The British Embassy to the Department of State

Aide-Mémoire

The proposals from both sides for a rapprochement between Generals Giraud and De Gaulle (though these as yet have not gone very far) make it desirable that His Majesty’s Government and the [Page 31] United States Government should begin to consider together what should be their future relations with the French Empire.

His Majesty’s Government assume that the United States Government, no less than they themselves, wish to see the French Empire united as soon as possible under a single authority making its maximum contribution to the war effort of the United Nations, and that while this result can only be achieved by agreement reached by Frenchmen with Frenchmen, the United States Government, like His Majesty’s Government, will promote the desired agreement so far as they can.

The best solution would be the establishment in Algeria on the soil of a department of France of a single authority in the place of both the French National Committee in London and General Giraud’s administration in Algiers. This authority would be recognised by the United States Government and His Majesty’s Government and no doubt by other governments merely as a de facto administration provisionally exercising French sovereignty over certain parts of France and over the whole French Empire (except Indo China) pending the establishment of a government chosen by the French people themselves.
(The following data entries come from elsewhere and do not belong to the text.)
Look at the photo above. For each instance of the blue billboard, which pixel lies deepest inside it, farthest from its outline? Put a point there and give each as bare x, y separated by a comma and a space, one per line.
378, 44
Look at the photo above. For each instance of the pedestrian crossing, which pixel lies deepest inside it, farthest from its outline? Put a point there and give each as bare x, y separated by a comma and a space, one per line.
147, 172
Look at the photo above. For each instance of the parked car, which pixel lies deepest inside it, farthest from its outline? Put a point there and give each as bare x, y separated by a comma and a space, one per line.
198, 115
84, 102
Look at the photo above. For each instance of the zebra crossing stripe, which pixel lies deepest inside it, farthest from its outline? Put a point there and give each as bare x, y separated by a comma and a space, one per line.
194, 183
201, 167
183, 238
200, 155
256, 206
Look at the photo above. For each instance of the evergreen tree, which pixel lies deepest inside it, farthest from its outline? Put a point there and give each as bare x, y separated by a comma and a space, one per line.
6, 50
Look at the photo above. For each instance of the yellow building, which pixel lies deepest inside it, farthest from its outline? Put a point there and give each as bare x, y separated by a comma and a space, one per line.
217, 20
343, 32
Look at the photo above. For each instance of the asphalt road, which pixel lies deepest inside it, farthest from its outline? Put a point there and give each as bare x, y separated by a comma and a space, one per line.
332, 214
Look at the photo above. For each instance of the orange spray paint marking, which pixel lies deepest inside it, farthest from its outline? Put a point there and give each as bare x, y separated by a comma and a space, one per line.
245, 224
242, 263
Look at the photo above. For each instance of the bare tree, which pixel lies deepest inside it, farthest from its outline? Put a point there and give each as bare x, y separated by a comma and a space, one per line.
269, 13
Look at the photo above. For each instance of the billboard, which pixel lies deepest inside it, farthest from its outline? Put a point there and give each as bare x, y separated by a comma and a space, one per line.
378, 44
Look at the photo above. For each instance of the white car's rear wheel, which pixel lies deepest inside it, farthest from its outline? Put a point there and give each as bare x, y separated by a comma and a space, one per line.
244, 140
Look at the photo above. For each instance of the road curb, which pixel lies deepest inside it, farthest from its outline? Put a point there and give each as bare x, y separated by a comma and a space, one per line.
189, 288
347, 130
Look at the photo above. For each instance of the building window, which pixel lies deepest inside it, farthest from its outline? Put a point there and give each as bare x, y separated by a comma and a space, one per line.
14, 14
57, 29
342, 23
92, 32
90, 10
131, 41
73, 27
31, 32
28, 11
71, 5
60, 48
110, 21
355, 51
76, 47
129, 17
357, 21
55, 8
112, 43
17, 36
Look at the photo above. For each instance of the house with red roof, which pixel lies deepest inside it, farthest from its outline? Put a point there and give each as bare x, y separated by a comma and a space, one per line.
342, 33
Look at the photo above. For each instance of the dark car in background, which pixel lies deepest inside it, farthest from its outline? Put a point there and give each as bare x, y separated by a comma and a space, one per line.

It would not be recognised as the Government or even as the provisional Government of France. It would however maintain relations with foreign Governments by informal exchange of representatives. It would be treated as an Allied power and be formally admitted to the ranks of the United Nations. Agreements relating to various parts of the French Empire would normally be made with this central authority and not with the local colonial administrations. Economic agreements might be made on a tri-partite basis like the agreements in respect of French Equatorial Africa and the Cameroons at present under negotiation between the British and American Governments and the French National Committee.
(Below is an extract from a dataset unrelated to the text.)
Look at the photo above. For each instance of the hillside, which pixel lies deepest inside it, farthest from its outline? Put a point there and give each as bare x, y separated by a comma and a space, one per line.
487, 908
So far as French North Africa is concerned, the special powers exercised by the Allied Commander in Chief in virtue of his command of military operations would be redefined in a formal agreement concluded between the United States Government and the central French authority. The agreement recently concluded by His Majesty’s Government with the French National Committee about Madagascar might provide a possible precedent. In that agreement, French sovereignty, provisionally exercised by the National Committee, is expressly recognized and the special powers enjoyed by the Commander in Chief are conferred upon him by the National Committee. General Giraud has recently raised the question of respect for French sovereignty with the Commander in Chief (General Eisenhower’s telegram No. 3351 of December 28th) and it may be taken as certain that the Fighting French element in any new administration would be no less sensitive on this point. French North Africa would therefore [Page 32] be regarded as Allied territory in which the Allied Commander in Chief is vested with extensive powers rather than as quasi-occupied territory where he possesses the administrative authority. It would be essential to require as a counterpart that the central authority should conduct itself in all respects both internally and externally as an Allied administration.
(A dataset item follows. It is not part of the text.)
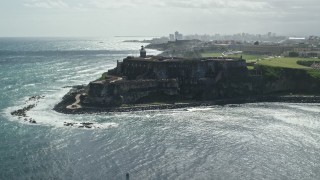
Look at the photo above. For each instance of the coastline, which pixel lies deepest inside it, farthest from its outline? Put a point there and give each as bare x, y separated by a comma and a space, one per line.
69, 99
It would be desirable that all links with Vichy should be severed or at any rate that any claim to unbroken succession through Darlan26 from Pétain27 should not be revived and also that a return should be made to the laws of the French Republic. His Majesty’s Government note from the Commander in Chief’s telegram No. 3124 of December 26th that these ideas have been mooted in Algiers. The National Committee would almost certainly press for their adoption as part of any agreement for fusion.

A statement of policy issued to Reuters on December 31st by Fighting French headquarters in London is of interest in this connection. The main point made is that unification of the military effort of the French Empire must result from the creation of a central provisional and administrative organ and not vice versa. The statement points out that this new unit which will include a population of 50 million and possess huge natural resources, as well as many vital strategic positions, would quantitatively take fifth place in importance among the United Nations.

  1. Adm. Jean François Darlan, former Vice President of the French Council of Ministers and Commander in Chief of French Land, Sea, and Air Forces. After the landing of Allied Forces Admiral Darlan was recognized as French High Commissioner in North Africa. He was assassinated December 24, 1942.
  2. Henri Philippe Pétain, French Chief of State.